On the other hand, you have Beatrice and Bennedick. They are possibly the funniest, most adorable couple in the entire Shakespeare canon. Within the context of their exchange in the play (which also happens to be their first on-stage argument and the first time she verbally trashes him--the first of many), you learn that they have a history together that might or might not have been at one time youthfully romantic. These are two people who are very similar to the point where it makes them often not get along. But immediately apparent is that behind all their arguing is an affectionate animosity. While Kate and Petruchio from 'Taming of the Shrew' don't actually like each other one shred, Beatrice and Bennedick clearly do actually care for one another. And I love it. So much of staged romance throughout the ages is unrealistic. Here you have a couple who have no problem saying it like it is. "Look, you drive me up the walls and sometimes I hate the sight of you, but I adore you."

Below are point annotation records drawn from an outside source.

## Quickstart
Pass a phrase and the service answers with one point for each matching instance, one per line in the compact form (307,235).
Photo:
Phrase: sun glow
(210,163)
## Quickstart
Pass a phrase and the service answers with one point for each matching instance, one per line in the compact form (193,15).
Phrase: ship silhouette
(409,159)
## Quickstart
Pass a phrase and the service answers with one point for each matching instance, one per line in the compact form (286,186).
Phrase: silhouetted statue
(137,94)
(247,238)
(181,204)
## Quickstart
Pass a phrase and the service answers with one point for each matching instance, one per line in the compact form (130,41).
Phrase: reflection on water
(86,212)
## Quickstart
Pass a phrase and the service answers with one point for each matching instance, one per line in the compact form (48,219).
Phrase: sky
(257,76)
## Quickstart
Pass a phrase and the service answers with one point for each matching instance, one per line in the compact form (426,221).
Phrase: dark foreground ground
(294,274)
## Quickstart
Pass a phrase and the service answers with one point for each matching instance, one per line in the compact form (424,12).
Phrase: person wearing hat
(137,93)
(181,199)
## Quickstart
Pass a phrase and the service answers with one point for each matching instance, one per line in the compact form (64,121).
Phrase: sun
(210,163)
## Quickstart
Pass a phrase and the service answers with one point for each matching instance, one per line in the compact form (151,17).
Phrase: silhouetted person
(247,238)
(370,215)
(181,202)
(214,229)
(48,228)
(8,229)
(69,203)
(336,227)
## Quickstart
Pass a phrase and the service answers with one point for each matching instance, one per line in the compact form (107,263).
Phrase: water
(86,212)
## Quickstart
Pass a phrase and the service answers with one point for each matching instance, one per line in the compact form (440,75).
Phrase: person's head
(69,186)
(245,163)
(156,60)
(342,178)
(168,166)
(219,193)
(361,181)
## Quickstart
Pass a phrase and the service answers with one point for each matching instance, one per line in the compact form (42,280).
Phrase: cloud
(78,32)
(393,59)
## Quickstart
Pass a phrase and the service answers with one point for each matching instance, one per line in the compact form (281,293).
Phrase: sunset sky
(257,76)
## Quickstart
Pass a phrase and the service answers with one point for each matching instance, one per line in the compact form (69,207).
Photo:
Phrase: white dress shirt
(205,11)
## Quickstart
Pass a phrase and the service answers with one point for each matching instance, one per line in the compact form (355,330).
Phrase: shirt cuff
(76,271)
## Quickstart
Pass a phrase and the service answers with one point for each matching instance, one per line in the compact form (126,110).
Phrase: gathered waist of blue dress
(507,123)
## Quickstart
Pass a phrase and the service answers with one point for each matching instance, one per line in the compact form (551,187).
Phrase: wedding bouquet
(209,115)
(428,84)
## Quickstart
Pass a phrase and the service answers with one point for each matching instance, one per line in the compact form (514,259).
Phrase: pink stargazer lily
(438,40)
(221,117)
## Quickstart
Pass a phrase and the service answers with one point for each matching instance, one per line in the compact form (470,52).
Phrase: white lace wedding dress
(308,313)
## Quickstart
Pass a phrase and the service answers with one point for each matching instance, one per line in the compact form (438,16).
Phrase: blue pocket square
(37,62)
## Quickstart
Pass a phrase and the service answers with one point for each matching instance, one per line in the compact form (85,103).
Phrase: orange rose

And then there's the plot device that gets them together in the first place. It's been copied a thousand times and never quite imitated successfully. Even Shakespeare himself couldn't recreate the relationship he created with Beatrice and Bennedick. Two people who clearly adore one another but don't admit their feelings are brought together by scheming friends who manage to convince them individually that the other has privately confessed love. It's a completely contrived plot device that has, again, been used a derpjillion times. And it's never very good except when Shakespeare did it.

Beatrice and Bennedick are hands-down my favourite Shakespearean couple. My favourite characters in all of Shakespeare full stop. They're so easy to relate to, at least for me. I've always expressed my affection in various levels of violent verbal insult. If I take the time to concoct a really good verbal barb, it means I care about you. If I didn't I would have just called you a fucktard and taken a longer lunch.

You can keep Romeo and Juliet, Hamlet and Ophelia, Kate and Petruchio, Rosalind and Orlando. Two of those relationships involved suicide and murder, one was completely fucking abusive, and the other was based on lies. Beatrice and Bennedick are the only couple who probably won't end up in marriage counselling. They don't need to. They'll get it out of their systems by calling each other imaginative horrible names, and then go to bed and have uninhibited hate-sex until they make up and have makeup sex.

That's the only reason I like 'Much Ado' to begin with. Sometimes I even just fast forward through the parts with Hero and Claudio. I don't blame Don Jon for sabotaging them. I would too. I just want to see Beatrice and Bennedick argue themselves into true love.

Because, at least in my world, love wouldn't be love without that animosity. I'm not sure what that says about me, but for once I don't actually care.